Keywords: Magnetic Resonance Imaging (MRI) compatible device, Foot Pedal, Cine Velocity Encoded Phase Contrast MRI, Muscle dynamics, Muscle Fiber Architecture
INTRODUCTION
An elucidation of the in vivo relationship between muscle geometry and function of whole muscle-tendon complex will lead to an improved geometric muscle model (1; 2) and yield better predictions of alterations in muscle function under various pathological conditions such as that of aging (3), training (4, 5), clinical intervention (6; 7), and surgical operations (8; 9). While B-mode ultrasonography has been successfully used to study the kinematics of the musculoskeletal (MSK) system in real time, it is limited in field of view (FOV) with visibility and contrast of different structures somewhat operator-dependent and relatively sub-optimal. MRI, with its high signal-to-noise ratio (SNR) and contrast, can image over large FOV’s allowing simultaneous study of the dynamics of all the muscles of the lower leg. However, such dynamic MRI scans, usually gated, are often degraded by artifacts from non-identical repetitions of movement for each phase encoding level. The presence of magnetic material within the imaging volume and electronic noise from equipment further degrade the MR images with artifacts.

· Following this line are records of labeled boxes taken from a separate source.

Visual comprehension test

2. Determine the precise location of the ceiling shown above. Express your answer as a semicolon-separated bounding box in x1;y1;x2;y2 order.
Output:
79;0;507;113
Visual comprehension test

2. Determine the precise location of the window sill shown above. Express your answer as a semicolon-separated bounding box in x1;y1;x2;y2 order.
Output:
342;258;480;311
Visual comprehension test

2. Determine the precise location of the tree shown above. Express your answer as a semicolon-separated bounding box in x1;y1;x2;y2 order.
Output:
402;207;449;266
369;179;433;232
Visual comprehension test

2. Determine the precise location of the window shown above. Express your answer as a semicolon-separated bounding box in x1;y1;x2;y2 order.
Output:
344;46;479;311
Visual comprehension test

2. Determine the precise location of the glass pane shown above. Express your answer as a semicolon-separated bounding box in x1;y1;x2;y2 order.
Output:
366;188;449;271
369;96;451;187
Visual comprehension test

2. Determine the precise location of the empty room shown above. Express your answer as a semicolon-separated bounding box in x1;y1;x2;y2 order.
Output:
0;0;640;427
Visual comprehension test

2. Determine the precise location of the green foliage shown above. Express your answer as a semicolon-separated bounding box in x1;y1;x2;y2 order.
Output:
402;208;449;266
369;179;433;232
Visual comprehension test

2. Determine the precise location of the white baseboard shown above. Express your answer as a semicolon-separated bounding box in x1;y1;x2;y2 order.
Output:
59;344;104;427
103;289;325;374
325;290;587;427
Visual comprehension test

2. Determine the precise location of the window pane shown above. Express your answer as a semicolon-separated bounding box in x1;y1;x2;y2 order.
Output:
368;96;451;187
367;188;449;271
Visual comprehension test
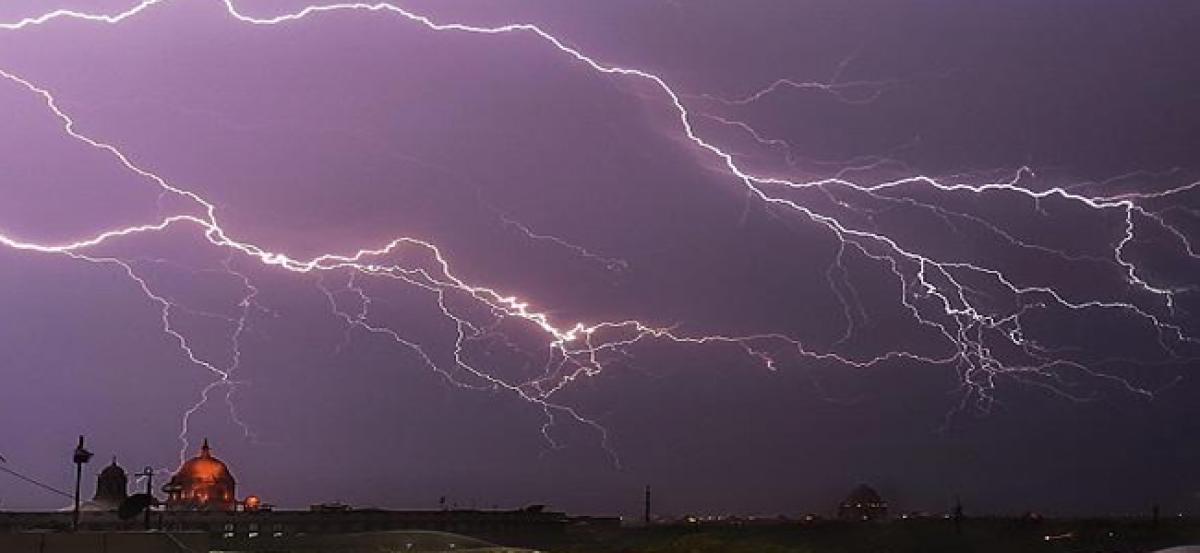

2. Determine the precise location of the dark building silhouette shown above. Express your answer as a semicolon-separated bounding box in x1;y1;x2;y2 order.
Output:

Mechanical constraints on the lateral movement of the aponeuroses have been postulated as a mechanism for amplifying the effect of muscle fiber length change to the aponeurosis movement (10) with changes in the separation postulated to modify this amplification factor (2). While there seems to be a wide-spread assumption in literature that aponeurosis separation remains relatively constant, it has been recently suggested that the separation between the tibia and posterior aponeurosis may change as a consequence of contraction in the marginal soleus (11).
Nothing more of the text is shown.